Unanswered: NLP Database Optimization (set up and installation)
Greetings all, this is my first post.
Although I'm on MySQL, this is not specifically a MySQL question, but I didn't know where else to post this. Feel free to move it if it belongs elsewhere...
I've got a couple of years' college programming and some database knowledge, but I'm not super knowledgeable and need some advice before embarking on the wrong trail. I'm going to include 3 problems here because once my db structure is explained, it'd be better to kill 3 birds with 1 stone... I'm working on an NLP project until end of June 2012. It's in its initial stages, so I could even change from MySQL to something else, but it has to be free to use.
Problem 1 (perhaps not so difficult to resolve)

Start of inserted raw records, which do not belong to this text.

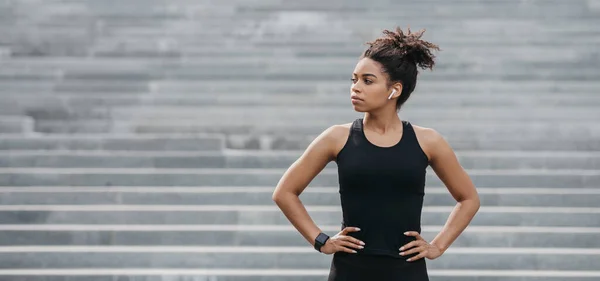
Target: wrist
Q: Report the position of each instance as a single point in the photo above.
(320, 241)
(441, 248)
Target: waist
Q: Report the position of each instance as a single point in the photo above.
(381, 240)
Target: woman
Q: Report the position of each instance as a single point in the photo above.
(382, 162)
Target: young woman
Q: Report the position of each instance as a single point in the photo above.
(382, 162)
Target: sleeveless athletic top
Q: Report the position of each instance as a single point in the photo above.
(382, 189)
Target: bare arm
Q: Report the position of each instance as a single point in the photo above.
(286, 195)
(445, 164)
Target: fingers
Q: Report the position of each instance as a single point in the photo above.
(353, 240)
(419, 249)
(351, 245)
(344, 247)
(418, 257)
(413, 244)
(349, 229)
(415, 234)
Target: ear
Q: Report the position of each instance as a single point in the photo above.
(398, 90)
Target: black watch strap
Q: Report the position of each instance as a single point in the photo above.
(320, 241)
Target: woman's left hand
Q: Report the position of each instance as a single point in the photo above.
(420, 246)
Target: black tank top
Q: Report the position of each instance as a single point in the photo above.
(382, 189)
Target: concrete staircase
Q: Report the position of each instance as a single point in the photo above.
(141, 140)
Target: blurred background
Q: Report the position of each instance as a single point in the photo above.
(142, 139)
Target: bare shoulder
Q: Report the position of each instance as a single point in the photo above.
(337, 136)
(429, 139)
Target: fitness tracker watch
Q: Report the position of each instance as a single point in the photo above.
(320, 241)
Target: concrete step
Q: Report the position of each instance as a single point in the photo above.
(435, 196)
(270, 214)
(489, 87)
(205, 274)
(447, 71)
(290, 141)
(242, 57)
(475, 129)
(238, 115)
(525, 89)
(24, 102)
(280, 257)
(15, 125)
(268, 177)
(470, 65)
(279, 275)
(113, 142)
(274, 159)
(275, 235)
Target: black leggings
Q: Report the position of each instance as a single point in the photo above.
(357, 267)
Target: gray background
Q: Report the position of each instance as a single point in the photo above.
(141, 140)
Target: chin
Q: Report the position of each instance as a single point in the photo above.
(357, 108)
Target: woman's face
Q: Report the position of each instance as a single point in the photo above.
(370, 89)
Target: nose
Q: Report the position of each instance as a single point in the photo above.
(354, 88)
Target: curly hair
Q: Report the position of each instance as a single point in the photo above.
(401, 54)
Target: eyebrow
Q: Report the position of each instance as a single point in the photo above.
(366, 74)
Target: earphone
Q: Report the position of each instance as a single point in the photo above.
(393, 92)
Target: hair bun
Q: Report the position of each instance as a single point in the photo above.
(411, 47)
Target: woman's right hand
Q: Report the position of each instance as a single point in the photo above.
(341, 242)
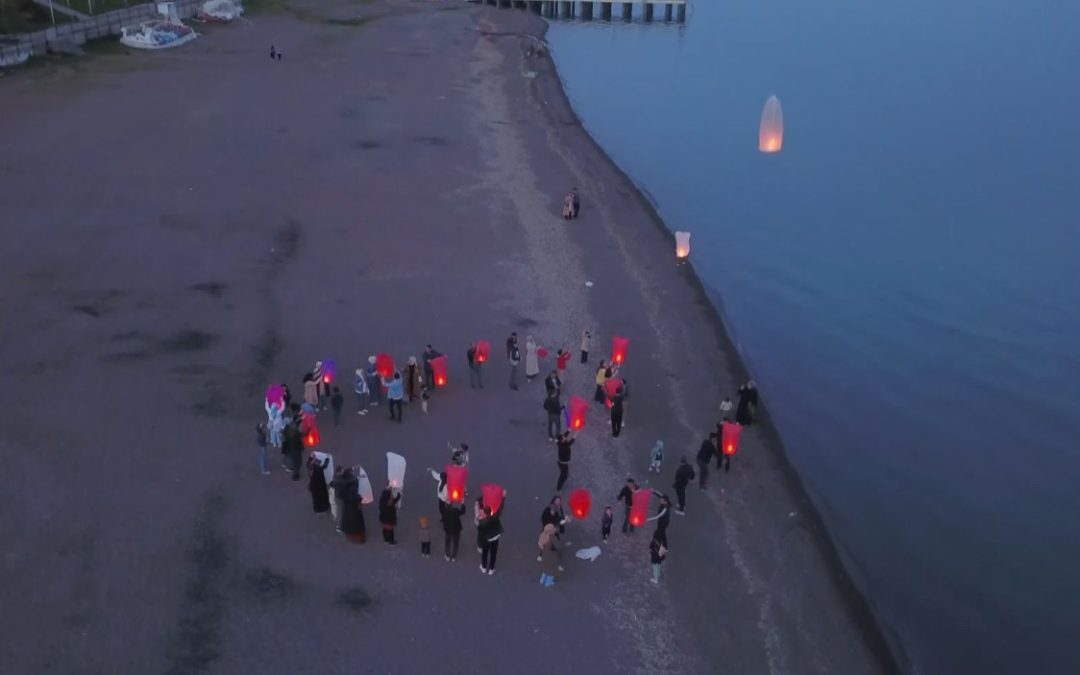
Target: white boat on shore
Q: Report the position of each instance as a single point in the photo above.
(219, 11)
(159, 34)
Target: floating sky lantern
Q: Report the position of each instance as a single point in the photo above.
(483, 351)
(456, 477)
(493, 496)
(395, 470)
(611, 386)
(729, 437)
(770, 136)
(682, 245)
(439, 369)
(385, 365)
(580, 502)
(639, 508)
(619, 346)
(578, 409)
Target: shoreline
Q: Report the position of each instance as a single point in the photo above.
(888, 651)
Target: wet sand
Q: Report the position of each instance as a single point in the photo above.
(183, 228)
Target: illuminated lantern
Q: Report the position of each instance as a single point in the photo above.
(456, 483)
(493, 496)
(395, 470)
(385, 365)
(619, 349)
(611, 386)
(578, 409)
(483, 351)
(639, 508)
(580, 503)
(729, 437)
(682, 245)
(275, 394)
(770, 136)
(439, 369)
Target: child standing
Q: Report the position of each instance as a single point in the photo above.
(424, 537)
(336, 402)
(606, 523)
(656, 456)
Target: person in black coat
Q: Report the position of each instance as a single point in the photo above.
(316, 484)
(451, 528)
(683, 476)
(388, 513)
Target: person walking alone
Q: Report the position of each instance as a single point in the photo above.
(554, 409)
(705, 455)
(565, 445)
(514, 358)
(490, 530)
(683, 476)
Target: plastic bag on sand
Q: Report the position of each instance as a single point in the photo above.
(589, 554)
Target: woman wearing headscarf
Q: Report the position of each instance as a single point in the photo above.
(388, 513)
(531, 361)
(316, 484)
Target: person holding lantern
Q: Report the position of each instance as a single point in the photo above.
(490, 529)
(565, 443)
(531, 360)
(626, 497)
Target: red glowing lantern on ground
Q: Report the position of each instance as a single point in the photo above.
(611, 386)
(439, 369)
(456, 483)
(639, 508)
(619, 346)
(385, 365)
(579, 407)
(580, 502)
(493, 496)
(483, 351)
(729, 437)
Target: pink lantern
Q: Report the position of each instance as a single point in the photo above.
(729, 437)
(578, 409)
(456, 483)
(439, 369)
(619, 346)
(580, 503)
(385, 365)
(483, 351)
(493, 496)
(639, 507)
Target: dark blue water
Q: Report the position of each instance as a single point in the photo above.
(903, 280)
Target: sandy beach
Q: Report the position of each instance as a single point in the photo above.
(184, 228)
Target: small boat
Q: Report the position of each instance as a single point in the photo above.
(219, 11)
(159, 34)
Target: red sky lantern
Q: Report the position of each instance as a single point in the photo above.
(639, 508)
(483, 351)
(578, 409)
(580, 502)
(729, 437)
(493, 496)
(385, 365)
(456, 483)
(619, 346)
(439, 369)
(611, 386)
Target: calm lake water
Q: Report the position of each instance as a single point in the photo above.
(903, 280)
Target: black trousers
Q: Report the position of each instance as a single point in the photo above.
(450, 544)
(564, 471)
(488, 552)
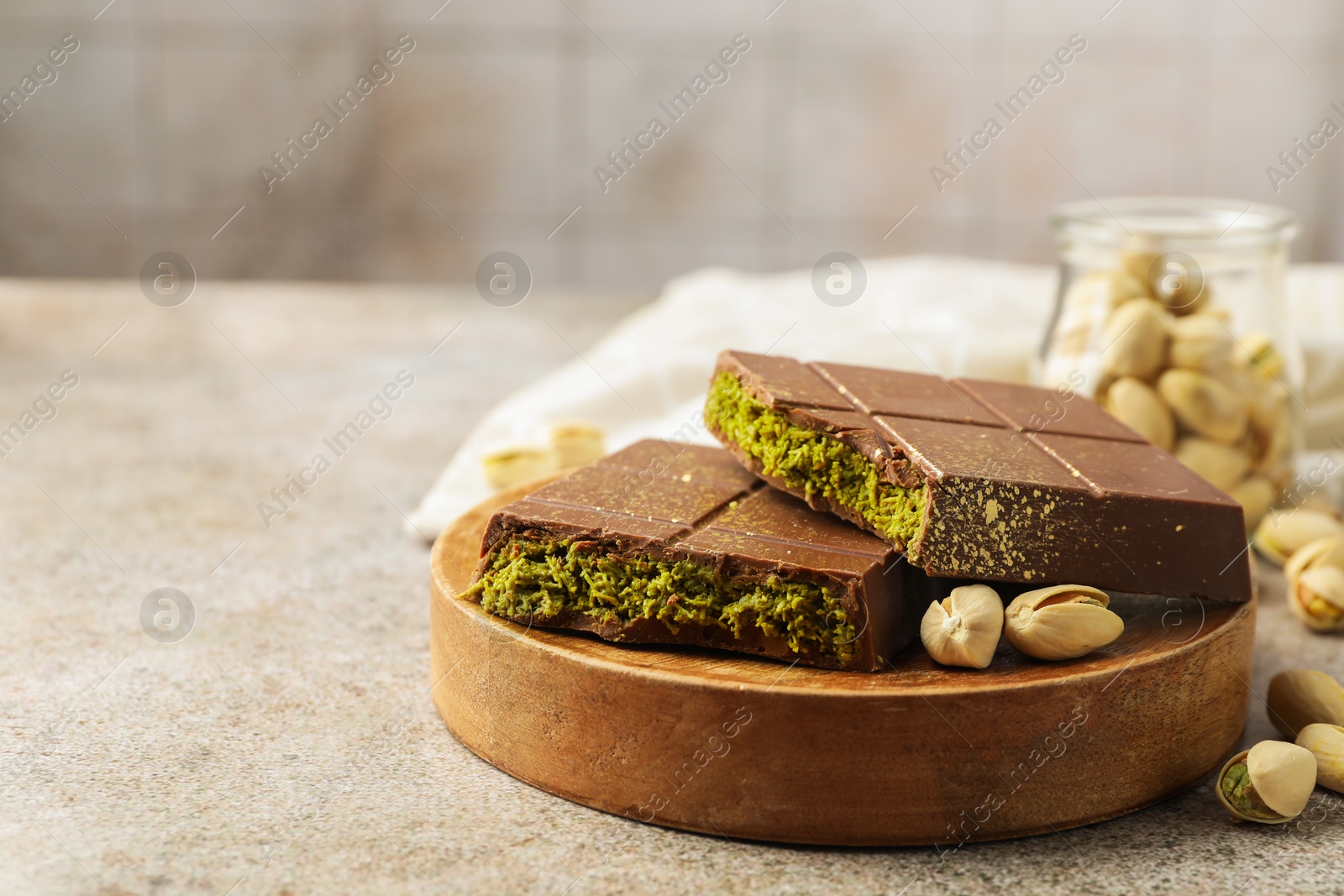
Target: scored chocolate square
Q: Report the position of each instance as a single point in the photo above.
(669, 543)
(983, 479)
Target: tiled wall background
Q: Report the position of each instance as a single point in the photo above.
(488, 134)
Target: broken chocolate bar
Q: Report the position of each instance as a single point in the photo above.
(983, 479)
(669, 543)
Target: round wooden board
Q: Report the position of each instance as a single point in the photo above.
(917, 755)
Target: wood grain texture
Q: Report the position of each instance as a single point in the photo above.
(921, 754)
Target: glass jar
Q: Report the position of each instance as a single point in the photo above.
(1171, 315)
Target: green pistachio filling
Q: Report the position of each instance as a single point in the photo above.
(813, 461)
(1240, 793)
(543, 579)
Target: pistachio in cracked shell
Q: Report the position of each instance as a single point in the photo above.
(1205, 405)
(1281, 535)
(1257, 351)
(1268, 783)
(1327, 745)
(1315, 577)
(1061, 622)
(1137, 406)
(1200, 343)
(964, 627)
(1136, 340)
(1300, 698)
(1222, 465)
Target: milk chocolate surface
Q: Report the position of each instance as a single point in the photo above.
(664, 501)
(1023, 484)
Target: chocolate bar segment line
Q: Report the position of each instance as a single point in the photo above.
(1035, 486)
(698, 553)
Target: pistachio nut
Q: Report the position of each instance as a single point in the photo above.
(1222, 465)
(1316, 597)
(1108, 291)
(1137, 406)
(1268, 403)
(1256, 351)
(1327, 745)
(963, 631)
(1061, 622)
(1268, 783)
(1256, 495)
(1300, 698)
(1205, 405)
(1321, 553)
(1169, 281)
(1200, 343)
(575, 443)
(1281, 535)
(517, 464)
(1136, 340)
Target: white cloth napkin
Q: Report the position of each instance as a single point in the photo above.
(948, 316)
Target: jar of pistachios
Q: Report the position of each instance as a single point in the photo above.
(1171, 315)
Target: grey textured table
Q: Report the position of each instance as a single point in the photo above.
(288, 745)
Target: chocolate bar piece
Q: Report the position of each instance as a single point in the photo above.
(983, 479)
(669, 543)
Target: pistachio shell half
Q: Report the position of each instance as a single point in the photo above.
(1281, 535)
(1205, 405)
(1327, 745)
(1136, 340)
(1300, 698)
(963, 631)
(1268, 783)
(1137, 406)
(1061, 622)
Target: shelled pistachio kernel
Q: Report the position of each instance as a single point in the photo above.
(1327, 745)
(1300, 698)
(1205, 405)
(964, 629)
(1200, 343)
(1315, 577)
(1257, 351)
(1136, 338)
(1140, 407)
(1281, 535)
(1062, 622)
(1268, 783)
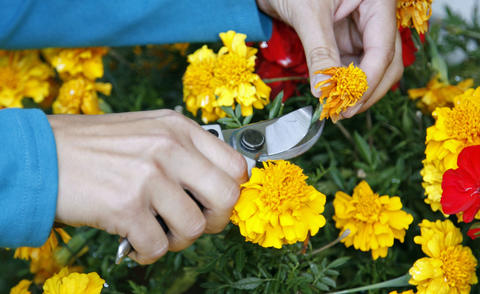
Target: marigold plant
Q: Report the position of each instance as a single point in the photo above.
(374, 221)
(454, 129)
(224, 79)
(343, 89)
(276, 206)
(449, 267)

I have two main tables, the "word" table (id INT, word_name VARCHAR(128), weight INT) and the "semantic_relation" table (id INT, wordID1 INT, wordID2 INT, weight INT, type INT). Between two words you can have several different types of semantic relations (there is also a "relation_type" table. There are sometimes redundant entries in the "word" tables due to mispellings, variants and typographical and encoding reasons (tyre (id=187343), tire (id=90094; etc.). I want to merge these misspellings (choose a single version), but I also have to update the relation table! Before deleting the unwanted word from the "word" table, I want to first merge the relations using the variant. That is, if I keep "tire" and get rid of "tyre", I want to merge the relations that use "tyre" in the "semantic relation" table, i.e. create new ones it they do not exist in "tire", but add their weights if they already exist in the equivalent 'tire' relations. I can do this in php, no problem, however there are over a million "semantic relation" relations and over 250,000 relations in my "word table". What's more, whenever I delete a word or relation, I want it to go into a bin (word_bin, relation_bin) and to include metadata concerning the reason for the move, including the possibility to do a simple "undo". Because I want to include this metadata, I don't think there's much I can do to improve doing all via php. Triggers would not be possible, but how about stored procedures? (I'm using bash and sed to correct incoherences).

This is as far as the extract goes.